A Michele Serra proprio non va giù l’idea che si possa condurre un telegiornale «con un crocefisso a penzoloni sul petto», a suo dire uno sfregio alla laicità nonché uno spot del «logo Dio Patria Famiglia che incombe su ogni inquadratura». Il grido di dolore serriano, uscito ieri su Repubblica, è riferito all’edizione del Tg2 delle 13, che immagino condotta da Marina Nalesso, giornalista che già da anni, dato che non fa mistero della sua fede, attira le ire laiciste. Al corsivista sinistrorso la croce dà talmente fastidio da spingersi a chiederne l’occultamento: «Non si potrebbe cortesemente evitare? […] Basta infilare il crocefisso sotto la camicetta, badando che non urti il microfono».

Non si potrebbe cortesemente evitare?
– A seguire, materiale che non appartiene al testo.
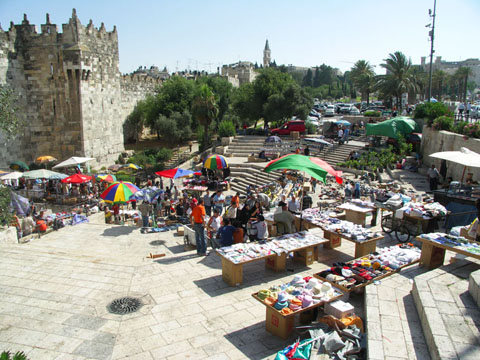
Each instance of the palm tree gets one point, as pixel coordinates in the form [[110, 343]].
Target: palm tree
[[398, 79], [205, 108], [363, 78], [463, 73]]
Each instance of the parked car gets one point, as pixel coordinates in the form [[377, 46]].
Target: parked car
[[354, 111], [329, 111], [288, 127]]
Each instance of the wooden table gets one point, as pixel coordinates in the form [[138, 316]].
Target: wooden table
[[281, 325], [433, 253], [232, 273], [361, 247]]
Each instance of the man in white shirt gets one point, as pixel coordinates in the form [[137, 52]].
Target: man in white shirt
[[293, 205], [218, 201], [433, 175]]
In quest’estate in cui pure sono tante le stranezze da commentare – Sarri alla Juve, l’improvviso amore per la nazionale femminile, la Cigl che promuove l’utero in affitto – la domanda va rispedita all’autore dell’Amaca che non trova di meglio, per riempire la sua rubrica, che scagliarsi contro giornalisti cristiani rei, orrore, di farlo capire. E pensare certe cose sono ormai palesi. Per esempio, dove non ci sono crocefissi, chiese e campanili, non c’è libertà. Dove il cristianesimo è «sotto la camicetta», la dignità umana è sotto i tacchi. Dove insomma mancano conduttrici di telegiornale con la croce al collo, l’aria forse è laicista, forse islamista, senz’altro pessima. Anche per tipi come Serra.